Playlist
December 7th, 2016

Each project The Mill touches requires the artistry and skill of various departments ranging from production to design and colour grading to 3D. Collectively these artists work to bring each Mill project to life and execute creatives brief to successfully meet our client’s needs.

Artistry and people are at the heart of The Mill and in this blog series we’ll take a closer look at some of the artists that make up our award winning VFX teams in New York.

Today we’ll be focusing on the New York 3D team, which is led by Heads of 3D David Fleet and Ruben Vandebroek. The New York team is shaped by a series of specialist roles, known as discipline supervisors.  These discipline supervisors ensure the 3D team is the best that they can be in each of The Mill’s core 3D disciplines; Modeling and Texturing, Rigging and Animation, Lighting and Rendering, FX, Digital Matte Painting and Realtime.

Adam Dewhirst
Adam Dewhirst, photographed by Olivia Burke

Adam Dewhirst, Modeling and Texturing Supervisor

How and why did you get into 3D?
When I first decided to get into 3D I was half way through a graphic design degree and pretty confident I didn’t want to end up a graphic designer. I was very into film and would spend most of my time watching and arguing about movies. It hit me that I wanted to work in film - I’m not a director or actor, but I figured I was artistic. I tried to get a job at the Jim Henson creature shop by simply standing outside and bothering everyone who came in and out. In the end, someone told me that if I really wanted to get into visual effects I should forget animatronics and go and learn Maya- the rest is history. Twelve years later, I haven’t regretted my decision once.

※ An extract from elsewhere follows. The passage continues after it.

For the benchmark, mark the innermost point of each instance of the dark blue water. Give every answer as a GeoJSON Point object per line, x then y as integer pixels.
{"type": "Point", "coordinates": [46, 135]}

What’s your role within the team?
My current role is as Modeling and Texture Supervisor. I’ve always been a modeler of all sorts, organic, hard surface, low res, sculpting, high detail work - I don’t like to pigeon hole myself, I’ve always believed if you say "I’m a modeler" you should be able to cover all facets of that area.

Who or what inspires you?
I get very inspired by the work of the artists around me is the honest truth! I’m thrilled to be working in the same office as Paul Liaw. I'm on the Artistation app most days liking other people’s work or saving it to convert to a 3D model later on (I never get the time, but always have the ambition) - currently I’m very into a few concept designers -  Faud Quaderi, he is amazing with 3D coat, and Anthony Jones who runs robotpencil.net - I’m hoping to get one or both of these guys in for some lectures - both very inspiring artists!

One piece of advice to a budding 3D artist?
Don’t be afraid to show your work. A lot of juniors I‘ve spoken to are afraid to show their work to people, but the trouble is you will never be able to grow if you can’t or won’t accept criticism. it’s my experience that most people just want to help, so by showing your work, you can get more feedback and improve your skills, it’s one the foundations of the weekly lunch crunch exercise I run - to just throw caution to the wind and get creative.

An interesting fun fact about yourself.
I'm the reigning champ of The Mill's mince pie eating contest -3 pies in 1 minute and 8 seconds! Beat that!

Jeff Lopez Copy
Jeff Lopez, photographed by Olivia Burke

Jeff Lopez (aka J-LO), Animation Supervisor and 3D Lead

How and why did you get into 3D?
Without a doubt Star Wars and Disney had a tremendous influence in becoming an animator.  Ever since I saw Dennis Muren animate the AT-AT Walkers and Milt Kahl animate Madame Medusa (in The Rescuers) I fell in love with the art of animation. In the mid 80's I saw a commercial  called  "Brilliance", this became the ultimate push which made me realize I could combine my love for computers and animation together.

What's your role within the team?
Currently, I head up the Animation and Rigging teams.  I make sure that we give the best performance for every job that comes out of The Mill.  I push the animators to do their best work and have fun while doing it.

At times I like to think of myself as Mr. Wolf from Pulp Fiction, I need to find solutions for problems.  If there is a way to do it clean, fast and good...I'll take the challenge.

Who or what inspires you?
Great animation inspires me all the time. My fellow animators push me to be a better artist and to never lose that childish behavior that is so often lost when one becomes an adult. Depending on what I have to animate, I will find inspiration anywhere...family, friends, even my dog.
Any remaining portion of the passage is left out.